Dopo i 20 miliardi di marzo, il governo chiederà al Parlamento di poter fare altri 50 miliardi di deficit.
Soldi necessari per finanziare il nuovo decreto legge di sostegno a un’economia annichilita dal lockdown per coronavirus e dalla chiusura delle imprese, con l’Ufficio parlamentare di bilancio che stima una perdita del Pil del 15% nel semestre.
di Andrea Bassi
La richiesta di sforamento del deficit sarà deliberata oggi dal consiglio dei ministri, insieme all’approvazione del Def, il documento di economia e finanza che preannuncia un 2020 da incubo. Il Pil crollerà a fine anno dell’8%, e il deficit salirà a una cifra analoga. Il debito è destinato a superare il 155% del Pil. Proprio per provare ad arginare questo scenario catastrofico, il governo metterà sul piatto altri 80 miliardi di euro: 50 di maggior deficit, ai quali si aggiungono 30 miliardi di garanzie e di finanziamenti per la Cassa Depositi e Prestiti che non rientreranno nel deficit. Proprio qui sta una delle novità del prossimo provvedimento.
Il governo darà al gruppo guidato da Fabrizio Palermo munizioni sufficienti (la cifra che gira è una quarantina di miliardi) a salvare e proteggere le imprese strategiche nazionali. La Cassa potrà entrare nel capitale dei gruppi considerati essenziali per tenere salda l’ossatura economica del Paese, anche procedendo a nazionalizzazioni temporanee.
Un meccanismo reso possibile oggi dall’allentamento sulle regole degli aiuti di Stato e da quelle di Eurostat che altrimenti avrebbero imposto al governo di contabilizzare il debito del risparmio postale nei conti pubblici.
Il modello, del resto, è quello della Kfw tedesca, alla quale Berlino ha messo a disposizione 100 miliardi per proteggere le imprese.

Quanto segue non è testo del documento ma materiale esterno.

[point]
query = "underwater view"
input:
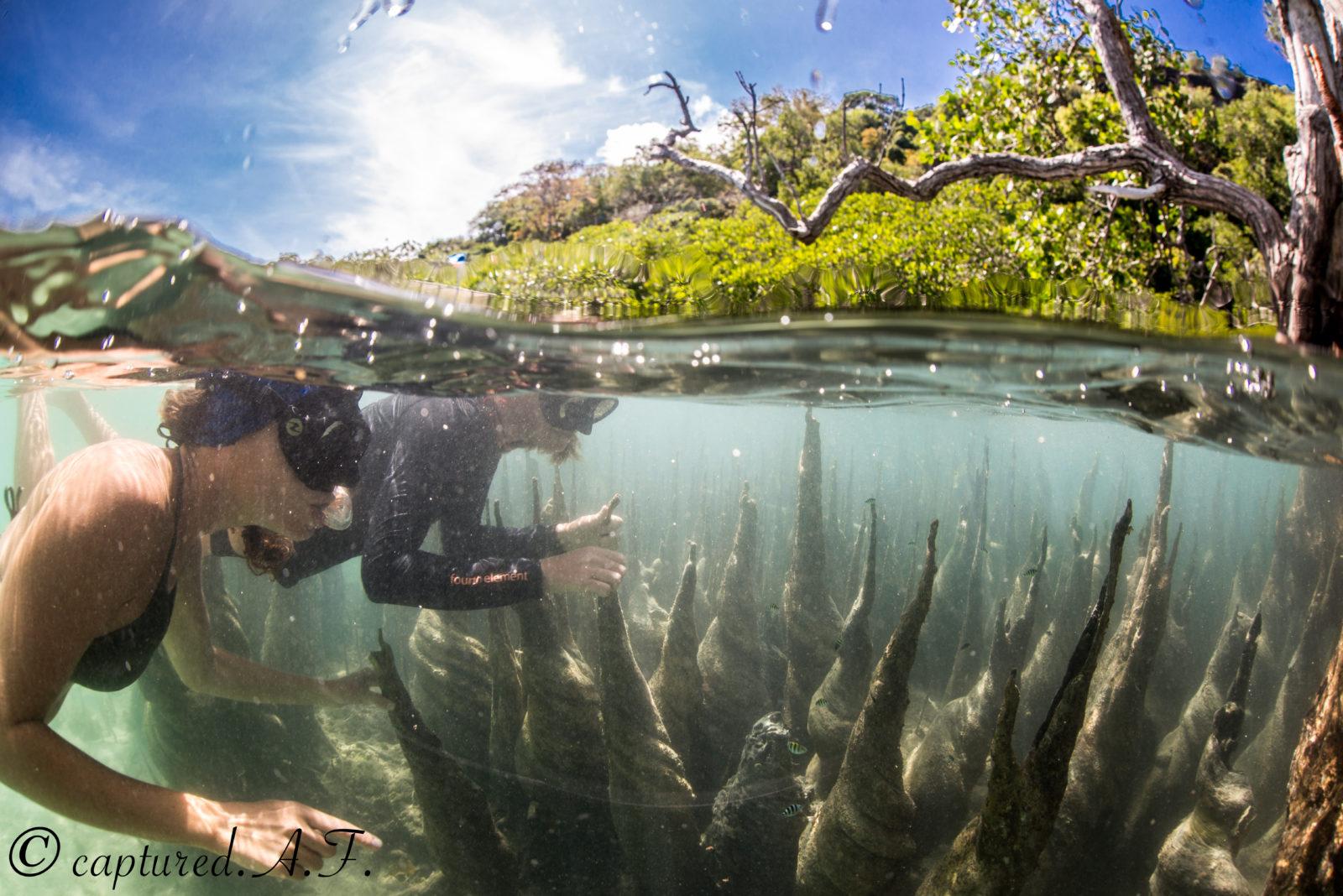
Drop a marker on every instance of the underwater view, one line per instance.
(974, 531)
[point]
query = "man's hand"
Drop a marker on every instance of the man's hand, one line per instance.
(355, 690)
(588, 570)
(599, 529)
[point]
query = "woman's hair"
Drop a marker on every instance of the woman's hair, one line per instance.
(181, 418)
(265, 551)
(181, 414)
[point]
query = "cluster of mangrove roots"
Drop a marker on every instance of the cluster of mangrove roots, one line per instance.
(1071, 707)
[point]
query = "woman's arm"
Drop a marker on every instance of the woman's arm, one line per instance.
(212, 669)
(67, 582)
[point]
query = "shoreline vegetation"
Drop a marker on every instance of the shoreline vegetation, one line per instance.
(649, 237)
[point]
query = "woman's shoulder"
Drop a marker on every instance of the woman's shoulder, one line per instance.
(121, 479)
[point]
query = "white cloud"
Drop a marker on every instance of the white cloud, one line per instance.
(624, 143)
(703, 107)
(414, 130)
(42, 180)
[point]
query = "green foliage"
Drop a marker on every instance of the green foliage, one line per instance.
(1255, 130)
(644, 239)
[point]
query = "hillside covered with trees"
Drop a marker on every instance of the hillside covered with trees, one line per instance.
(649, 237)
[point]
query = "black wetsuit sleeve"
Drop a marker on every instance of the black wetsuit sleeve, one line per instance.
(481, 566)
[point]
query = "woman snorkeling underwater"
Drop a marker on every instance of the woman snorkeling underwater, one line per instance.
(102, 564)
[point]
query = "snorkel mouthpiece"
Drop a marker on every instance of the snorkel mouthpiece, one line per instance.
(340, 513)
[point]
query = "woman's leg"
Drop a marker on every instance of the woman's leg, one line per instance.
(33, 455)
(89, 421)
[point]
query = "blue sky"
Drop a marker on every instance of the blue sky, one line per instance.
(242, 117)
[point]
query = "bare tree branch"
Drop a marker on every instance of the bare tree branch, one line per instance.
(1127, 190)
(687, 125)
(1146, 152)
(1330, 101)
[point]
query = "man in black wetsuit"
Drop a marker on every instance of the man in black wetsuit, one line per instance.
(431, 461)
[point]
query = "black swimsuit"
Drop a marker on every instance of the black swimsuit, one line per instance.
(114, 660)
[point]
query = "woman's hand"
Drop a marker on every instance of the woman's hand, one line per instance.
(588, 570)
(594, 530)
(265, 836)
(355, 690)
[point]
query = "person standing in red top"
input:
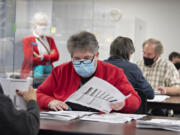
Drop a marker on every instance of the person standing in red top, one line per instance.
(67, 78)
(39, 50)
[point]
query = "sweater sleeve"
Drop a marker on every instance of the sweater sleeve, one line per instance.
(20, 122)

Già con il decreto sulla liquidità, approvato una decina di giorni or sono, erano stati allargati a dismisura i poteri speciali del Tesoro per proteggere le imprese strategiche, prevedendo anche la possibilità di difendere i gruppi da scalate ostili europee e non solo da quelle extracomunitarie. C’è poi il capitolo delle garanzie alle imprese.

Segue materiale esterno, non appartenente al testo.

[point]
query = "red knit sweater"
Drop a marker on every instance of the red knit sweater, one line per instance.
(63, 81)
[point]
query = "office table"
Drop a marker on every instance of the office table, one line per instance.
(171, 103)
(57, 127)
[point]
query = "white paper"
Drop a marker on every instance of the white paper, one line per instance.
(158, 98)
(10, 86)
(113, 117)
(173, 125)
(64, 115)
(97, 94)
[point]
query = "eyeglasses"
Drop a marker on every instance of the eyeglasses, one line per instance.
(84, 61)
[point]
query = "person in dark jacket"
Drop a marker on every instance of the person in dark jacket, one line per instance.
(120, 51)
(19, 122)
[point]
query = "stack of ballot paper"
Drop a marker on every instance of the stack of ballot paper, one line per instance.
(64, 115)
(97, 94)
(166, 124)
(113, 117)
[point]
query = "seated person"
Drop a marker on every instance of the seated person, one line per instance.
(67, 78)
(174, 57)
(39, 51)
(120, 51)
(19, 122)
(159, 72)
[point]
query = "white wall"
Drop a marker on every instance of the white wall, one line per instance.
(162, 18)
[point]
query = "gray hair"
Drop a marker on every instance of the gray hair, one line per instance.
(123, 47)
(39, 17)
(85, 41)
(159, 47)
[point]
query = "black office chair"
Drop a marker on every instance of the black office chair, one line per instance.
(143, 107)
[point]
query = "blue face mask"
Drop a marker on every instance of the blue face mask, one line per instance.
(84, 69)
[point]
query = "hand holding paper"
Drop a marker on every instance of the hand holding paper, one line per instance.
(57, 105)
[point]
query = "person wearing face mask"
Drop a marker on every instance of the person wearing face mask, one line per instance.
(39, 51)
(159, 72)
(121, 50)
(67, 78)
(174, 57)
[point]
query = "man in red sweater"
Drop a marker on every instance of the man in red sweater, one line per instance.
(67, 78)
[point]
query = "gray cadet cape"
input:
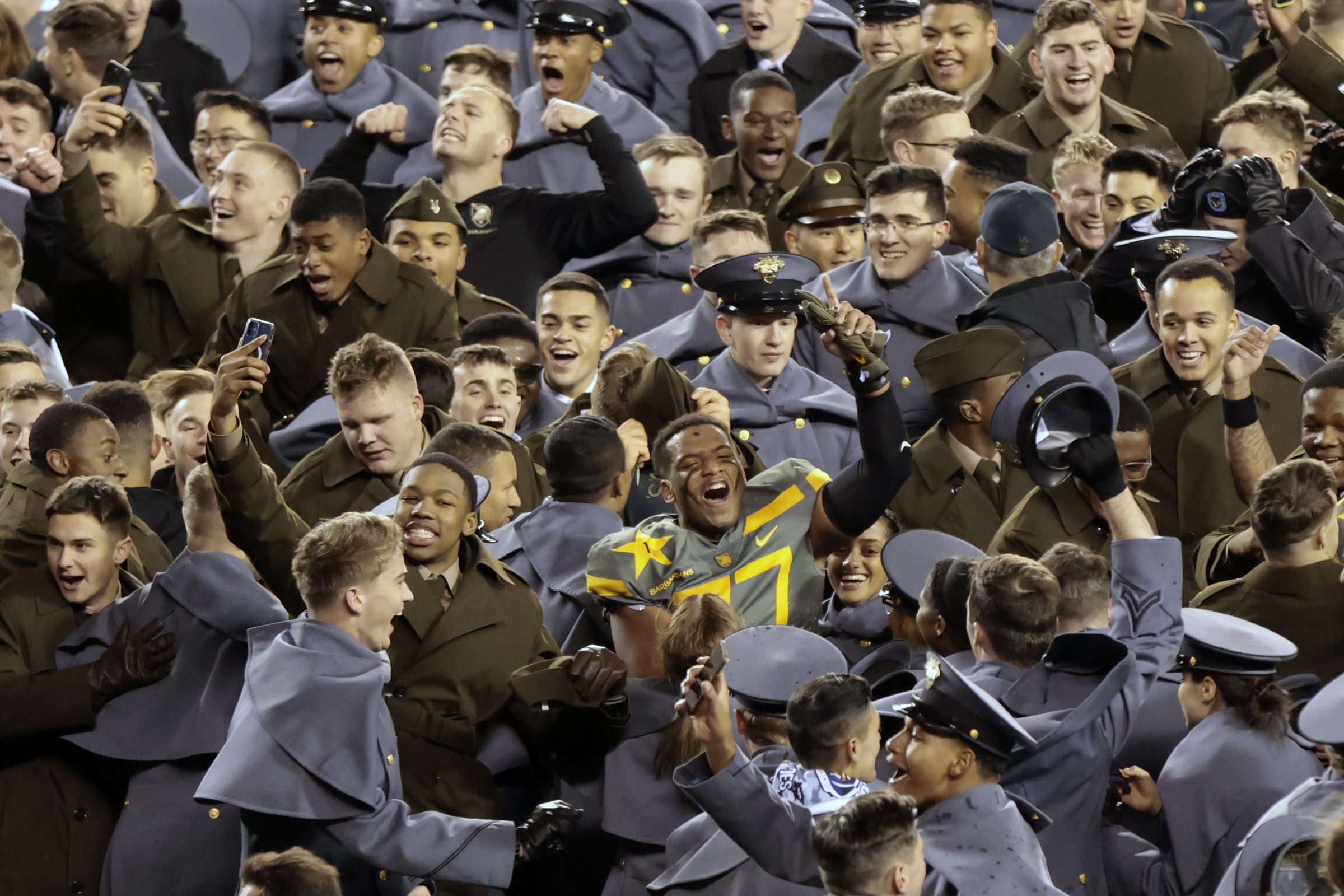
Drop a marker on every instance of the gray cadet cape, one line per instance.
(702, 859)
(647, 284)
(165, 841)
(913, 315)
(1217, 783)
(801, 416)
(308, 123)
(565, 167)
(549, 548)
(312, 762)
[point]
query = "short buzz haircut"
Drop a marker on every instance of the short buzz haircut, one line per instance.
(496, 68)
(250, 106)
(909, 109)
(370, 361)
(1291, 503)
(895, 179)
(21, 93)
(295, 872)
(824, 713)
(1280, 115)
(1063, 14)
(756, 80)
(135, 142)
(667, 147)
(575, 281)
(97, 497)
(1081, 150)
(1016, 602)
(864, 839)
(93, 30)
(991, 160)
(330, 199)
(353, 548)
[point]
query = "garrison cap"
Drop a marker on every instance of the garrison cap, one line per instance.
(1221, 642)
(968, 356)
(427, 200)
(955, 703)
(760, 284)
(1066, 396)
(599, 18)
(370, 11)
(767, 664)
(1019, 220)
(831, 193)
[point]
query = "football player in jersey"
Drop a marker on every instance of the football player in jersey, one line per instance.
(756, 543)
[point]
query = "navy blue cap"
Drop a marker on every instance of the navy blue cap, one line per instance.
(953, 703)
(599, 18)
(760, 284)
(767, 664)
(1019, 220)
(1221, 642)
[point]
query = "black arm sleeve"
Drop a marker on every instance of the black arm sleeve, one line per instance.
(855, 499)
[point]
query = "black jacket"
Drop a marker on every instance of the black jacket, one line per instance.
(811, 68)
(1052, 314)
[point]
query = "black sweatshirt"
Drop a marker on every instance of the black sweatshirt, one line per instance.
(521, 237)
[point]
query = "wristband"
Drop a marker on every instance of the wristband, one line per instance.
(1240, 413)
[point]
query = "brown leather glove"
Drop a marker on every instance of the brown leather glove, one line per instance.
(132, 661)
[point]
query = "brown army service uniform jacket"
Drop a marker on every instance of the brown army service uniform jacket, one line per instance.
(1039, 129)
(941, 496)
(389, 297)
(1190, 480)
(730, 189)
(1174, 76)
(857, 132)
(55, 820)
(24, 527)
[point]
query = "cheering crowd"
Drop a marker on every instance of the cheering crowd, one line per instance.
(639, 448)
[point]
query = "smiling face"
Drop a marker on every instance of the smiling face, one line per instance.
(563, 62)
(331, 254)
(767, 130)
(959, 45)
(84, 557)
(337, 50)
(382, 425)
(435, 514)
(1079, 198)
(486, 394)
(706, 480)
(1195, 319)
(857, 574)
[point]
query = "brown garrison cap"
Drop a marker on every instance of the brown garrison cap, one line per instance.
(830, 193)
(427, 202)
(972, 355)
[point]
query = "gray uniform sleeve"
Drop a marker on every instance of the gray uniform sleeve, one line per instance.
(774, 833)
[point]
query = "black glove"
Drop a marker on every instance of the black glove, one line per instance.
(1179, 209)
(599, 676)
(1265, 198)
(545, 830)
(132, 661)
(1094, 461)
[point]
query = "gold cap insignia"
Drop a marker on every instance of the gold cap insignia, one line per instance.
(769, 268)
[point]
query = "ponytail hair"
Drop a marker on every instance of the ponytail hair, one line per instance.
(697, 628)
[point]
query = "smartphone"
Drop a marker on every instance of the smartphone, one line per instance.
(118, 76)
(257, 327)
(714, 668)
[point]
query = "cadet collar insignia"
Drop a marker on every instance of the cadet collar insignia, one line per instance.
(769, 268)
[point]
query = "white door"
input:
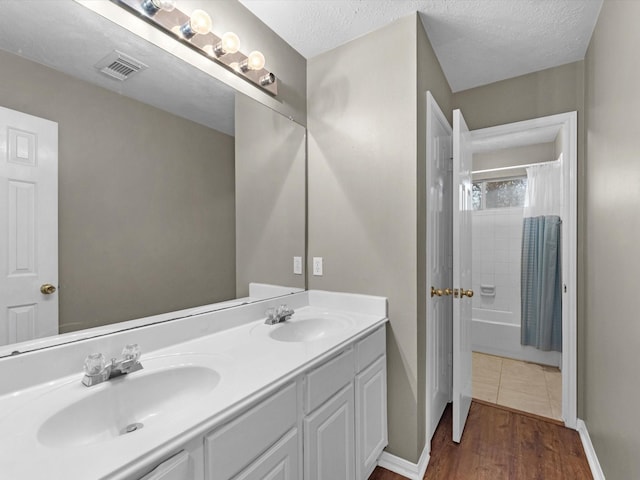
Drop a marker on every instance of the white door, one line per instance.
(29, 224)
(462, 209)
(439, 266)
(329, 443)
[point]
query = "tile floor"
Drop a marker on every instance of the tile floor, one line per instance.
(521, 385)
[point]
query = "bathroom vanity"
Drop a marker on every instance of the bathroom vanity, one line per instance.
(221, 395)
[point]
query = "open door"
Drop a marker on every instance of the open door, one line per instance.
(439, 280)
(462, 208)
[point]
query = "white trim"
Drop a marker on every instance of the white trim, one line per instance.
(589, 451)
(404, 467)
(568, 124)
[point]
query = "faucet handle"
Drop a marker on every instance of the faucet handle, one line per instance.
(131, 352)
(94, 364)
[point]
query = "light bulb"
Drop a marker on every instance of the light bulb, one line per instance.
(200, 22)
(230, 42)
(255, 61)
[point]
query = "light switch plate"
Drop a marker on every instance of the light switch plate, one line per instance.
(297, 265)
(317, 266)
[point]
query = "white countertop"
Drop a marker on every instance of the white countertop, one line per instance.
(250, 365)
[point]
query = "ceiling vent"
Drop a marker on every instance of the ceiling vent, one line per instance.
(119, 66)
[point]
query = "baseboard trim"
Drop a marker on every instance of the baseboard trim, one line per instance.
(404, 467)
(589, 451)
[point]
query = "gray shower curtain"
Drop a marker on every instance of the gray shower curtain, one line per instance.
(541, 305)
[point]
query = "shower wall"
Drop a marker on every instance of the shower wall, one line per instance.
(497, 239)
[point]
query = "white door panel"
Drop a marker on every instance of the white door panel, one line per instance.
(29, 223)
(462, 281)
(439, 266)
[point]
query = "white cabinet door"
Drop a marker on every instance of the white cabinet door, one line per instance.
(329, 439)
(281, 462)
(371, 417)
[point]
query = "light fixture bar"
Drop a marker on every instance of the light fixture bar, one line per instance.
(172, 22)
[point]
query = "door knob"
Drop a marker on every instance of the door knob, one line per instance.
(47, 289)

Alle banche le domande di prestiti con la copertura pubblica stanno arrivando copiose. Ma i due fondi che devono concedere le garanzie, quello del Mediocredito Centrale e quello della Sace, hanno risorse insufficienti per rispondere a tutte le domande. Per questo saranno stanziati altri 30 miliardi. Le imprese, tuttavia, non otterranno solo prestiti. Arriveranno anche dei contributi a fondo perduto per quelle medio piccole che hanno subito perdite di fatturato superiori al 50%.

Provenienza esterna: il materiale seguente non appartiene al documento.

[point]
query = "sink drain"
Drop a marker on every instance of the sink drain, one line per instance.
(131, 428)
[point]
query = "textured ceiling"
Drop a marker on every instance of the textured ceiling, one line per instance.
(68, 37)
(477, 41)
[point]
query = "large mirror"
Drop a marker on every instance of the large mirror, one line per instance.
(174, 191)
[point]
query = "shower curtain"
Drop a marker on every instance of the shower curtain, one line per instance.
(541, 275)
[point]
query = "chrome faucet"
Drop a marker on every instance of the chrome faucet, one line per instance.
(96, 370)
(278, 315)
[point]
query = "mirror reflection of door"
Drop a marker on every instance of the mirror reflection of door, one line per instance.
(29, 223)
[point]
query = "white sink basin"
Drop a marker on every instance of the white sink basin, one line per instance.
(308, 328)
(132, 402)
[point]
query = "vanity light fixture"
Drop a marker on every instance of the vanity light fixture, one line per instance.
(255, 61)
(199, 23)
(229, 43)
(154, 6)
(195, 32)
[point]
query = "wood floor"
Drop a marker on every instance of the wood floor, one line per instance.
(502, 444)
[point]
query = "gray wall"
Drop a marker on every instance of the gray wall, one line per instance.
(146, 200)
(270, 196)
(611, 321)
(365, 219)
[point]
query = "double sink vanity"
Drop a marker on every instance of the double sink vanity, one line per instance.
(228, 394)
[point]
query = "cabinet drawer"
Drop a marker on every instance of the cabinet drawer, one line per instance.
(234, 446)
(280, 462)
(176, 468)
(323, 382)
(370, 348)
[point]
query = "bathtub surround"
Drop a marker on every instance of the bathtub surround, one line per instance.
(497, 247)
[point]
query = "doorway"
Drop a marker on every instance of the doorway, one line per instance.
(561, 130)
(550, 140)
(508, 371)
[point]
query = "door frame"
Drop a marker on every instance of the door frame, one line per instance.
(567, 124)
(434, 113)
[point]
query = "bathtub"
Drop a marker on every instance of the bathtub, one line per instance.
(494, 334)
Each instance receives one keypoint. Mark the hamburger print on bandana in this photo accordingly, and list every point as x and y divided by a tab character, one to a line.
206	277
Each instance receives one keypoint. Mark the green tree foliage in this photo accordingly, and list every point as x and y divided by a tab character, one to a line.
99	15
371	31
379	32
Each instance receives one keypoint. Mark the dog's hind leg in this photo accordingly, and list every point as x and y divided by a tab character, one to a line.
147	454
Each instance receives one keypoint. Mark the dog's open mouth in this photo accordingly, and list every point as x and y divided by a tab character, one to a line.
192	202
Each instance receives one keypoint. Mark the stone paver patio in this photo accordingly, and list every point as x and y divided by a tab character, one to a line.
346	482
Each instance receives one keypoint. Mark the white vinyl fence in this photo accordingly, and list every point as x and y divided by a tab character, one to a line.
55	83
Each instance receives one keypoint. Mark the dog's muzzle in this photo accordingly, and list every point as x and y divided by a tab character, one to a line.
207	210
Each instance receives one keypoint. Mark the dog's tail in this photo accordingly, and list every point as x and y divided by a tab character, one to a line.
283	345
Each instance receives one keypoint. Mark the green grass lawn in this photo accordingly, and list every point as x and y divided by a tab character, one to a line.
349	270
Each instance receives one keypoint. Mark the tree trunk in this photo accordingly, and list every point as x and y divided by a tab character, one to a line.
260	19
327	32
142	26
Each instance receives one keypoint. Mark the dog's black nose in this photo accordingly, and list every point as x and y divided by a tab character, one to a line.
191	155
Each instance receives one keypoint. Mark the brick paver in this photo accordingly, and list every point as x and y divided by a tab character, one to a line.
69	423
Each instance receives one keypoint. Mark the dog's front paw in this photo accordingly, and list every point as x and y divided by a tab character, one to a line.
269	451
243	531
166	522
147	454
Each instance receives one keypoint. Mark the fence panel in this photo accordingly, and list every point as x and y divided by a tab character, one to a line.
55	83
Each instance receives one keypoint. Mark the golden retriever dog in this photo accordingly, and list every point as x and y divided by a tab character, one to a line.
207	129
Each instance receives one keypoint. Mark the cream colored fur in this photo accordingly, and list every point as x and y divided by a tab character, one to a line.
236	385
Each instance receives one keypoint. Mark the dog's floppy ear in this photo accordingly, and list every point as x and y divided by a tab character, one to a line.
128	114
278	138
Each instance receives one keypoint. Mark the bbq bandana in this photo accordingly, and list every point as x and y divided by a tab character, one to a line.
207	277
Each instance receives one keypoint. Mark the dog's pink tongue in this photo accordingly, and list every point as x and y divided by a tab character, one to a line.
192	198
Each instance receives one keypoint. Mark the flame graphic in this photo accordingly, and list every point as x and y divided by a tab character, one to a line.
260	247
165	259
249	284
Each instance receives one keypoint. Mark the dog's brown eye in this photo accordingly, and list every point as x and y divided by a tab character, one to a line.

I meccanismi sono ancora allo studio. Il ministero dello Sviluppo propende per aiuti monetari, il Tesoro preferirebbe sconti sulle tasse e aumento delle compensazioni fiscali. Rimane anche l’ipotesi di permettere a chi riceverà i 25 mila euro garantiti dallo Stato di scomputare dalle rate del prestito quanto pagato per gli affitti. C’è poi il capitolo degli aiuti al lavoro e alle varie categorie. Ieri il ministro Nunzia Catalfo ha ribadito che ci sarà il rifinanziamento di tutti gli ammortizzatori sociali già previsti a marzo – compreso l’indennizzo per partite Iva, autonomi e stagionali che da 600 passerà a 800 euro e sarà pagato in automatico per due mensilità. Ci sarà l’ampliamento dei congedi parentali per i genitori con figli e un’indennità per i lavoratori domestici (colf e badanti), che potrebbe essere tra i 400 e i 600 euro.
IL CAPITOLO
L’altro capitolo è quello del Reddito di emergenza. L’intenzione sarebbe quella di riconoscere un assegno tra i 500 e gli 800 euro a seconda della composizione del nucleo familiare. Lo stanziamento, come ha spiegato due giorni fa in Parlamento il presidente dell’Inps Pasquale Tridico, sarebbe di 2 miliardi di euro e coprirebbe 3-3,5 milioni di beneficiari. Complessivamente il valore delle misure di sostegno al reddito, compresa la Cassa integrazione, avrebbe un costo per lo Stato di 25-30 miliardi di euro.